Decoding Roy Lichtenstein – Episode 2 : Technique

Croquis pour Nudes with Beach Ball - Mine de plomb sur papier, à noter la source du tableau : une case d'un comics pour filles nommé Girls' Romances

 

Roy Lichtenstein est sans doute le peintre dont les oeuvres ont été les plus reproduites, bien plus que Warhol ou celles d’autres figures du pop art. Cette approche qu’il avait du mimétisme mécanique, du « fait machine », était une métaphore de la communication de masse et de ses procédés.  Il semble donc normal que ses toiles retournent à leurs origines après leur reproduction et surtout leurs améliorations.

Lichtenstein élaborait des méthodes de travail complexes et manuelles, dont le seul objectif était de dissimuler ce processus, gommer les différentes étapes de la création. Ce but était atteint en donnant une ressemblance troublante avec l’original, plus vrai que nature en quelque sorte.

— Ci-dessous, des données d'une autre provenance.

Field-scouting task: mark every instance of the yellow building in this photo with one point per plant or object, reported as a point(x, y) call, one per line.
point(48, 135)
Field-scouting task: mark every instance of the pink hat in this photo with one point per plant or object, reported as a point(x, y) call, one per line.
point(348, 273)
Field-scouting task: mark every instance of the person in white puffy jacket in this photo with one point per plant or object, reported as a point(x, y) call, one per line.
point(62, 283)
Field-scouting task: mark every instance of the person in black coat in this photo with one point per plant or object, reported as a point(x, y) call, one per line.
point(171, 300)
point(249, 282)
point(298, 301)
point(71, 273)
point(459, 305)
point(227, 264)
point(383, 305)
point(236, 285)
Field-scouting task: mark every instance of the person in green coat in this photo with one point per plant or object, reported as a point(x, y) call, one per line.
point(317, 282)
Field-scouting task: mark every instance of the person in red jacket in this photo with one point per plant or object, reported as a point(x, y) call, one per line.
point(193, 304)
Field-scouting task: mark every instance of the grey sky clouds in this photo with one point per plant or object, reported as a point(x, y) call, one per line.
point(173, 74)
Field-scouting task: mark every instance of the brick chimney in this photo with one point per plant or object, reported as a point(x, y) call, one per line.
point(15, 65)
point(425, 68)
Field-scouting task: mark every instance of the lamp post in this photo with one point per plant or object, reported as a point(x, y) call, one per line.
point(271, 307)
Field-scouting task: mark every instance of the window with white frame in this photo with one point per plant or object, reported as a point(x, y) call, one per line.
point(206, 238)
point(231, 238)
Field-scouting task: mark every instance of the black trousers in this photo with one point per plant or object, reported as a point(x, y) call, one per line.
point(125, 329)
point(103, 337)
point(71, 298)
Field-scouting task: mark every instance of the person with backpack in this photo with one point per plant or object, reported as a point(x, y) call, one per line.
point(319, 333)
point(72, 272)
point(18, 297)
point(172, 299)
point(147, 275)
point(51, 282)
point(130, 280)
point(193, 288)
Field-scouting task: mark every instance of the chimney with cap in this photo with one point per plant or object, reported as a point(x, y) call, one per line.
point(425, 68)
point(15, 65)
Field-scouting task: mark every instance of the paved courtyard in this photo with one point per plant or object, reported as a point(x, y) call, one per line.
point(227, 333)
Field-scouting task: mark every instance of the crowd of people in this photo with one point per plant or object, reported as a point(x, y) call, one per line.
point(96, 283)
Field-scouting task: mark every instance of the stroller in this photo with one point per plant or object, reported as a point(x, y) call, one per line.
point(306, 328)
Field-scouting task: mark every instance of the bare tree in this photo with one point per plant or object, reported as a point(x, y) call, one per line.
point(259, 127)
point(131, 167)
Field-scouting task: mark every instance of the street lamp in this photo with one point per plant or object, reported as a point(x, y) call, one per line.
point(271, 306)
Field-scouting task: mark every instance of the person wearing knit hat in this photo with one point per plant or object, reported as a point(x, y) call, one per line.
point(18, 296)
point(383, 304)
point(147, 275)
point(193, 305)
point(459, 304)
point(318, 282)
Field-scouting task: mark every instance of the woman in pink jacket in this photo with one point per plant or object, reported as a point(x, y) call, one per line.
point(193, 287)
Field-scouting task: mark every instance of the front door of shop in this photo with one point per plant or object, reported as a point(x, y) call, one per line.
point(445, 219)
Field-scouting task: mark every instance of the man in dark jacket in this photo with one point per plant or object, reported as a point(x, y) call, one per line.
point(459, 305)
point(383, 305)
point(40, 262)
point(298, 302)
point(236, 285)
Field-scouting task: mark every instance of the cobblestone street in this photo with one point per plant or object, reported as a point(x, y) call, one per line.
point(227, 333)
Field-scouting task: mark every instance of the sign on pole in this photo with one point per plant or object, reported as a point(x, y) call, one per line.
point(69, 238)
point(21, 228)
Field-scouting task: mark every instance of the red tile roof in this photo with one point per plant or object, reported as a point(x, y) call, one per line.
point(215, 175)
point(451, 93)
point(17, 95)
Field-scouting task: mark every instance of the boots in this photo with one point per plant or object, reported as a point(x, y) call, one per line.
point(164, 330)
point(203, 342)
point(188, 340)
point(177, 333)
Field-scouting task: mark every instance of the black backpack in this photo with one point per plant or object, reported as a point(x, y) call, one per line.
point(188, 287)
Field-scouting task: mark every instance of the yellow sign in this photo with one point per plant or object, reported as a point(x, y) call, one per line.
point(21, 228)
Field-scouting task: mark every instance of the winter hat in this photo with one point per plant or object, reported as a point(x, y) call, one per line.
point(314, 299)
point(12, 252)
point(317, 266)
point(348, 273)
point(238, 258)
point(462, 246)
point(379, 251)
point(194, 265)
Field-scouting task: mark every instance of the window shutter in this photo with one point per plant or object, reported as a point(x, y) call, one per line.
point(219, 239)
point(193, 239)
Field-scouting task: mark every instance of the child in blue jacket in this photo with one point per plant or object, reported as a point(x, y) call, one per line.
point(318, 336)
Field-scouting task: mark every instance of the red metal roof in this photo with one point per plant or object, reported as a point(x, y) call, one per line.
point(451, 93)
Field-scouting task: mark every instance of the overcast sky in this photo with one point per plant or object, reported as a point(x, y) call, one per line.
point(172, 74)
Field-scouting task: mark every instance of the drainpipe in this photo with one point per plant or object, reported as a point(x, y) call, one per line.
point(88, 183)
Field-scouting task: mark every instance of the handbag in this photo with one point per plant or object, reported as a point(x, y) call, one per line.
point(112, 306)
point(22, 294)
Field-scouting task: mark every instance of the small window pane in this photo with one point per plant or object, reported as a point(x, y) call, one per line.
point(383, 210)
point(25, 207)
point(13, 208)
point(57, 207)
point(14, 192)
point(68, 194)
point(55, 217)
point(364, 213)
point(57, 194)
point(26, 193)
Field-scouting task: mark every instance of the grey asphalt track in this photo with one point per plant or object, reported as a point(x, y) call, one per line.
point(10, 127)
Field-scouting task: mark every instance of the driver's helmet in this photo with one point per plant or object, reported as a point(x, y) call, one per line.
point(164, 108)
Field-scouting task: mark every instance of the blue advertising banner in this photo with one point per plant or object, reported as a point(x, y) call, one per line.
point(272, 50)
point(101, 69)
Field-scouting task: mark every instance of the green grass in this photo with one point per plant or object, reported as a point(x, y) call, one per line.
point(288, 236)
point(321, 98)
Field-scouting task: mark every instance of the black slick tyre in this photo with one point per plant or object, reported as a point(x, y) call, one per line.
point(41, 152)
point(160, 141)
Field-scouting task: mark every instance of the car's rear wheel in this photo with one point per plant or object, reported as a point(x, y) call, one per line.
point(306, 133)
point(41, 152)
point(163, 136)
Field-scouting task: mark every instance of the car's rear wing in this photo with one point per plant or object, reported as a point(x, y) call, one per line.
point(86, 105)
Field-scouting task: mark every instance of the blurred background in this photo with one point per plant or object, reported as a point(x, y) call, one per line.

Je vais tenter d’exposer clairement les différentes étapes de la création de ses plus célèbres toiles, sachant que l’artiste était dans une démarche permanente de modification et de perfectionnement de sa technique.

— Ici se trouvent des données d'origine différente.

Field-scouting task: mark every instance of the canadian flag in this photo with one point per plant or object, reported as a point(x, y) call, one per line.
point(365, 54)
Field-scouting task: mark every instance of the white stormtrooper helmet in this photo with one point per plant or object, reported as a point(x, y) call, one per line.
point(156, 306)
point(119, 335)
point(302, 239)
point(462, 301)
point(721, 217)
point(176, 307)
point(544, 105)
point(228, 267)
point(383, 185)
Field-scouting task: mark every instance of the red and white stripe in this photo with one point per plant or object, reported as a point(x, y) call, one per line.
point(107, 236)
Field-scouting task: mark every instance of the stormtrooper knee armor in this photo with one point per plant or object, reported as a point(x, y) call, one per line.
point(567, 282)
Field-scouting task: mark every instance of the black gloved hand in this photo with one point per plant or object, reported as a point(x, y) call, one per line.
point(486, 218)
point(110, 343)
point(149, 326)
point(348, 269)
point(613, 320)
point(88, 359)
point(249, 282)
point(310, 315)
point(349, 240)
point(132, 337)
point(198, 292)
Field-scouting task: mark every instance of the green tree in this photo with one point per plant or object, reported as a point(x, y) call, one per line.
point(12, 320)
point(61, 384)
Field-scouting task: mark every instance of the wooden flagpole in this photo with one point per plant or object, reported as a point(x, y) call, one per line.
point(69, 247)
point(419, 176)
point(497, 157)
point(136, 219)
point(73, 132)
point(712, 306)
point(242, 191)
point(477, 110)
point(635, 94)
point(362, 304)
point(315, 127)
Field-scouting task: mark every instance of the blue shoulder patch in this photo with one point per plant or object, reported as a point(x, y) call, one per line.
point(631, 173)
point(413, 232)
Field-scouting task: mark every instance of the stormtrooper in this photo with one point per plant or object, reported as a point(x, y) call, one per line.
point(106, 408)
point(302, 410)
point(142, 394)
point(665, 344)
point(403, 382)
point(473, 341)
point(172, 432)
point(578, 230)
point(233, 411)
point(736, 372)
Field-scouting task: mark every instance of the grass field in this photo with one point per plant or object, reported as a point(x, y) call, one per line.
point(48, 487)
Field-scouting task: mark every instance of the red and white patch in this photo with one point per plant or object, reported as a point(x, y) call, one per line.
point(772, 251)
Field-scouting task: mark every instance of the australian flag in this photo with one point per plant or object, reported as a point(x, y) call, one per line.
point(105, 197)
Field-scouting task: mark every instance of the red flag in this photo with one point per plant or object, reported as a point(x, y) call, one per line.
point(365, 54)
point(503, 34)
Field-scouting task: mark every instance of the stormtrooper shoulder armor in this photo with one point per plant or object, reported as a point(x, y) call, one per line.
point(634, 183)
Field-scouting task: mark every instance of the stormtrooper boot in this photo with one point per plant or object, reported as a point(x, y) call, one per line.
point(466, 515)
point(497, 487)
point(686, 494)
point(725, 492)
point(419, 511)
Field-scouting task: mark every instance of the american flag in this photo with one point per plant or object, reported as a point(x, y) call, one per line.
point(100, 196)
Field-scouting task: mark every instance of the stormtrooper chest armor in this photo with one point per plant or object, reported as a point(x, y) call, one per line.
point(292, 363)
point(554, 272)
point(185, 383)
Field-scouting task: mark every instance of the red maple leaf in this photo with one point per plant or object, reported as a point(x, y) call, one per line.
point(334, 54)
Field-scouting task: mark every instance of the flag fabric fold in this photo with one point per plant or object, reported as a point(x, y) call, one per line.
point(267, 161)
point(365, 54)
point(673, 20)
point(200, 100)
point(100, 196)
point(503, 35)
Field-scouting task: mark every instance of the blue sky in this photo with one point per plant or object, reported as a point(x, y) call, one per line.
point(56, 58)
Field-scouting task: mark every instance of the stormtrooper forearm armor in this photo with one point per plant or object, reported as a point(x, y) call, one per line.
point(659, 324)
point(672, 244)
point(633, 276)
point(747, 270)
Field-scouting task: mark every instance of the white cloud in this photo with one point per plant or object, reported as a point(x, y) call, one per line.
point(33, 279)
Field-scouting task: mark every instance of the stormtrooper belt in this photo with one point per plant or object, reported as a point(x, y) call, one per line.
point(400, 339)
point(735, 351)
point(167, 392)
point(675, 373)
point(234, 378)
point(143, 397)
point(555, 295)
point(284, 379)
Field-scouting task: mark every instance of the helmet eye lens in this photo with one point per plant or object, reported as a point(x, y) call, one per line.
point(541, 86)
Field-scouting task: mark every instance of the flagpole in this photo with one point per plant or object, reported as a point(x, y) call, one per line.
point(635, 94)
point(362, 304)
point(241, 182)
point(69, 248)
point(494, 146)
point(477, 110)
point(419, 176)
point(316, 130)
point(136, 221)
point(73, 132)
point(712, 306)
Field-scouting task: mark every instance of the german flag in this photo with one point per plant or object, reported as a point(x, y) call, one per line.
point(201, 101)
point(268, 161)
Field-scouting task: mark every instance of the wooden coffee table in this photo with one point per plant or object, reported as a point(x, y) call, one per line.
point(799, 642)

L’art de Roy Lichtenstein semble clair, mais curieusement il est souvent difficile à atteindre. Ceci fait écho à ses deux facettes, un visage public mais une sphère privée plus importante encore et protégée. Son travail est à la fois une critique et un hommage vis-à-vis de notre société. Les couleurs fortes et les traits appuyés renvoient notamment aux conventions de la société et à ses limites. Quand on regarde le résultat final, il semble si facile, si simple et impersonnel que le spectateur ne se demande jamais pourquoi il procure cette sensation.

A partir des croquis, dessins et collages, il est possible de déduire une sorte de trame de travail se retrouvant tout au long de ses oeuvres datées des années 70 à 90.

 

 

Tout commence par le dessin aux crayons de couleur, à l’ancienne, si si, avec force utilisation de calques pour essayer différents tons de couleur. Ce dessin était photographié et transféré sur diapositive, celle-ci étant ensuite projetée sur un support en carton à l’échelle 1/2 par rapport aux dimensions finales voulues (souvent immenses). L’artiste redessinait alors l’image au crayon en la modifiant légèrement et en la perfectionnant. Les parties colorées étaient à ce moment découpées dans du papier de couleur et apposées au moyen d’adhésif sur le carton.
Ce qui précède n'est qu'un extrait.